Healthy public finances but under pressure

The consolidation of public finances, underway since 2010, is mostly due to higher fiscal revenues. Conversely, spending as a percentage of GDP has not fallen. Nonetheless, the improved fiscal balance of Malta (smallest eurozone’s economy) has resulted in the European Commission lifting the Excessive Debt Procedure in January 2012, a procedure imposed since July 2009. Meanwhile, public debt has continued to rise, due to the State’s contribution to the Greece bailout package and financial support for the national airline, Air Malta. Besides, government provides guarantees to ensure the funding of public-sector companies. These contingent liabilities, which amounted to 17% of GDP in late 2012, are not recorded in the public debt. However, 97% of public debt is held by residents. While Malta’s banking sector is eight times the GDP, namely a ratio higher than that of Cyprus but lower than that of Ireland, it is less exposed to the Greek crisis than other countries of the eurozone.
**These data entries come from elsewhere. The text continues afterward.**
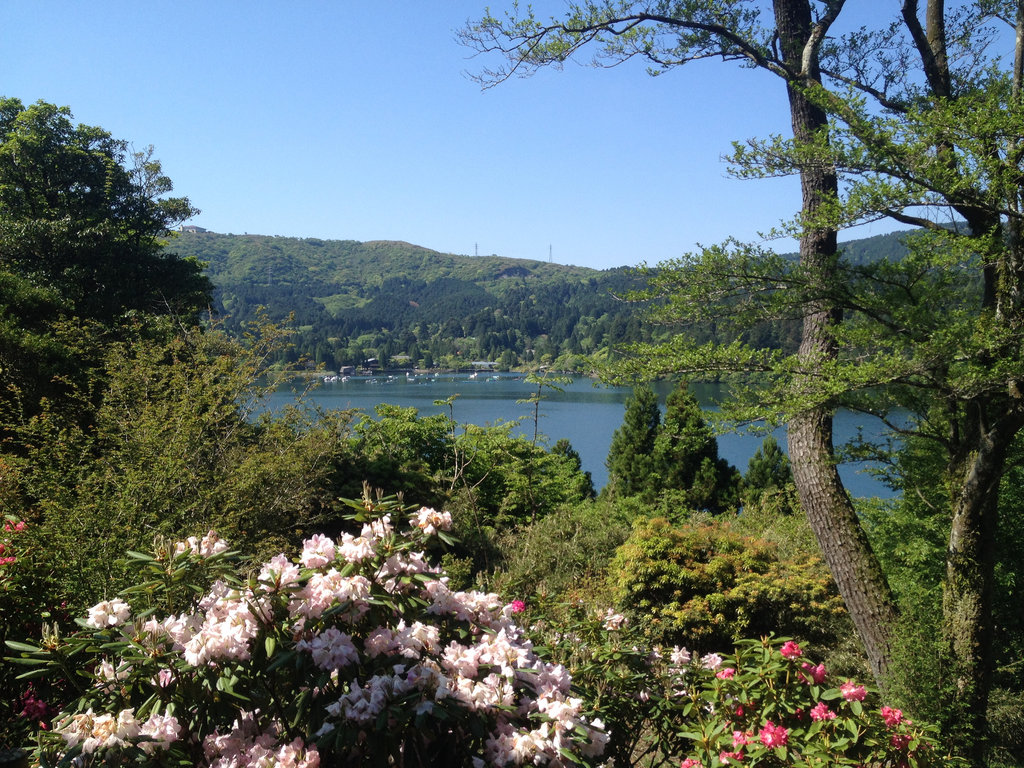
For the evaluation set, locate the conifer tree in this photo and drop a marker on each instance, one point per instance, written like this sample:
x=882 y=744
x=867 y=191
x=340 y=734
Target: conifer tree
x=630 y=456
x=686 y=456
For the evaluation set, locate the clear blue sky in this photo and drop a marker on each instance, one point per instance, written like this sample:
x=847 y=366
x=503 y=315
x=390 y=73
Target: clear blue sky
x=356 y=121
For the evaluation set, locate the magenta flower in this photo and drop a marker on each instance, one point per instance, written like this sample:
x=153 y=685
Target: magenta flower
x=892 y=716
x=852 y=692
x=817 y=673
x=821 y=712
x=791 y=650
x=773 y=735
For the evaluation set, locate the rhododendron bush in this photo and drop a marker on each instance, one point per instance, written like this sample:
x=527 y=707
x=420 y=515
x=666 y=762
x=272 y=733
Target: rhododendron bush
x=764 y=704
x=354 y=652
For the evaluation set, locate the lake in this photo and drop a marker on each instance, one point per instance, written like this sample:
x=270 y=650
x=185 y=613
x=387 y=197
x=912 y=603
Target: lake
x=586 y=413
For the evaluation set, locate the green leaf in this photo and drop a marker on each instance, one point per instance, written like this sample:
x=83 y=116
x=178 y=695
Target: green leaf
x=14 y=645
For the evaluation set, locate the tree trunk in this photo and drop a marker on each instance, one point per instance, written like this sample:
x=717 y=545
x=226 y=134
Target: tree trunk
x=829 y=511
x=976 y=469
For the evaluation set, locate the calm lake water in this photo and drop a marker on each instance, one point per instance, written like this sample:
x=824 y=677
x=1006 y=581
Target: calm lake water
x=586 y=413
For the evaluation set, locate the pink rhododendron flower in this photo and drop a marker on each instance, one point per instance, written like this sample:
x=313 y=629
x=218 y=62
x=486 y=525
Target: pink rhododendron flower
x=109 y=613
x=892 y=717
x=791 y=650
x=852 y=692
x=711 y=662
x=317 y=551
x=772 y=735
x=817 y=673
x=821 y=712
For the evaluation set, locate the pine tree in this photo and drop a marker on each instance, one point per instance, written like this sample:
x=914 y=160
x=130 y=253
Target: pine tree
x=630 y=456
x=686 y=457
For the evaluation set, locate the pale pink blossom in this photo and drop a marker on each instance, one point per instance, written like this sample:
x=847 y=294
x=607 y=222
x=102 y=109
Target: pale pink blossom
x=109 y=613
x=772 y=735
x=852 y=692
x=790 y=649
x=430 y=521
x=821 y=712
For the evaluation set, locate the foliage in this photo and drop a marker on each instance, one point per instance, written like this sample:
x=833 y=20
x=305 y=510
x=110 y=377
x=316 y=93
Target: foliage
x=410 y=306
x=563 y=555
x=82 y=228
x=707 y=586
x=174 y=446
x=768 y=472
x=686 y=457
x=630 y=459
x=354 y=651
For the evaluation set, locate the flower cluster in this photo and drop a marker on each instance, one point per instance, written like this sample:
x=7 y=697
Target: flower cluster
x=765 y=704
x=353 y=650
x=105 y=731
x=7 y=555
x=767 y=707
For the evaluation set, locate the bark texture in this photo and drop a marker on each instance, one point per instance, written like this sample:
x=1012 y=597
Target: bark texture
x=826 y=503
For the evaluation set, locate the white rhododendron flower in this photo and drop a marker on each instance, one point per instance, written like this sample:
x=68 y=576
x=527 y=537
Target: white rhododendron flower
x=109 y=613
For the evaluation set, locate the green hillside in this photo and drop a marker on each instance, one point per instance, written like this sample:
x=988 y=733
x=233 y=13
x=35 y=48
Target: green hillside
x=355 y=301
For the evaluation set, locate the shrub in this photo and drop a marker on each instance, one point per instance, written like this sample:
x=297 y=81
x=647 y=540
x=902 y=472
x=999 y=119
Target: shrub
x=707 y=586
x=354 y=652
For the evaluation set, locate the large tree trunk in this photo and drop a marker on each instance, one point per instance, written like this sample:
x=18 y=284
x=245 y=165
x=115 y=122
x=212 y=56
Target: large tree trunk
x=826 y=503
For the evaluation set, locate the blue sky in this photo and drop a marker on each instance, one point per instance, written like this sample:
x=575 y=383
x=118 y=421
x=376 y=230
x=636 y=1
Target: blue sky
x=356 y=121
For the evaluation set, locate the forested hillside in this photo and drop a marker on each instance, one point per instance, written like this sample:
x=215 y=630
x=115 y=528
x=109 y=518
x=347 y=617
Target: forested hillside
x=384 y=299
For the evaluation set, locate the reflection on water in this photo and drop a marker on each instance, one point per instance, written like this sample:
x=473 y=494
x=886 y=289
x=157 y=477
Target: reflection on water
x=586 y=412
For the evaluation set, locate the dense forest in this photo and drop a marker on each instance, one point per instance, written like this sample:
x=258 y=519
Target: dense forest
x=409 y=306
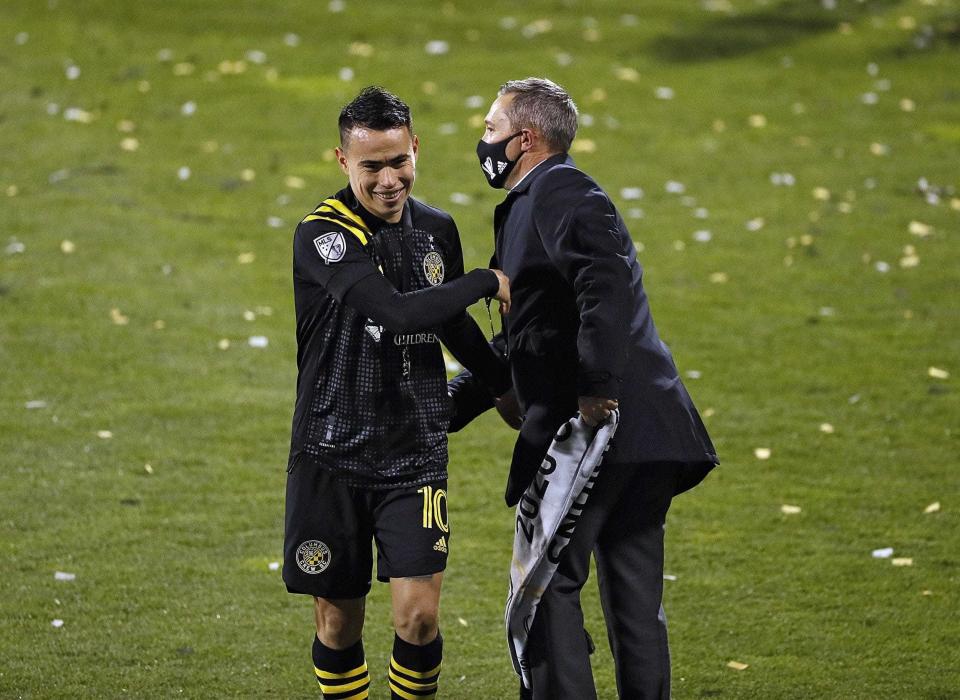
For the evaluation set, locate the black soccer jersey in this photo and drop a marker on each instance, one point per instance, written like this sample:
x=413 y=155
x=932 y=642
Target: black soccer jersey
x=372 y=402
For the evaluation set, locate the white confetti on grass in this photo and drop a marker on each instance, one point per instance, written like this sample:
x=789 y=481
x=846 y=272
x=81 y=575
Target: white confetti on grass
x=437 y=47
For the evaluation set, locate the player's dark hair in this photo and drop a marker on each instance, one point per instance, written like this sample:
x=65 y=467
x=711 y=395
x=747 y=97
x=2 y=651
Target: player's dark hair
x=376 y=109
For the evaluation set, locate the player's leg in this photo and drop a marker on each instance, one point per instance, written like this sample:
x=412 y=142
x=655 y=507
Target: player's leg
x=413 y=535
x=629 y=556
x=338 y=656
x=327 y=555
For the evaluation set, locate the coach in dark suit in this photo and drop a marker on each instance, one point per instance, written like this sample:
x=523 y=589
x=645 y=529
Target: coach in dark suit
x=579 y=336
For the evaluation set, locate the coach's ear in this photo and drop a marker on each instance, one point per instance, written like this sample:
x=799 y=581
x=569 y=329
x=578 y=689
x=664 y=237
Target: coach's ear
x=342 y=160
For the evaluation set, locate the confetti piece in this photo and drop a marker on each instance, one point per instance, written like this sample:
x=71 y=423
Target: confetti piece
x=920 y=229
x=584 y=146
x=664 y=93
x=75 y=114
x=674 y=187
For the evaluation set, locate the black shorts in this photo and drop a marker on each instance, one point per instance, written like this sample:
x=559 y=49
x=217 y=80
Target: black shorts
x=329 y=528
The banks operate along a traditional model of prudent management, which explains the sector’s resilience to the financial crisis. Lending is mainly directed towards property loans, which is a major risk if property prices fall. Prices did not fall after the 2008 crisis and even resumed their progress in late 2011. However, in case of price reversal, the banking sector could be lastingly affected, especially as provisions for non-performing loans are among the lowest in Europe. Finally, due to the insular nature of the economy, there is still a balance of goods deficit. However, momentum in services, chiefly tourism and finance, are likely to help improve the current account balance in 2013.

 

Timetable for reforms affected by political instability

In December 2012, the left-leaning government of Prime Minister Gonzi found itself in minority on the vote of the 2013 budget, after the defection of a single MP. This vote of confidence resulted in the dissolution of parliament, effective in January 2013, with new parliamentary elections scheduled for March 2013. The public debate focused on higher taxes, which led to the unpopularity of Gonzi’s government. Victory by the opposition Labour party could delay the implementation of healthcare and pension reforms, initially planned for 2013 and supported by the EU as part of the process of consolidating public finances.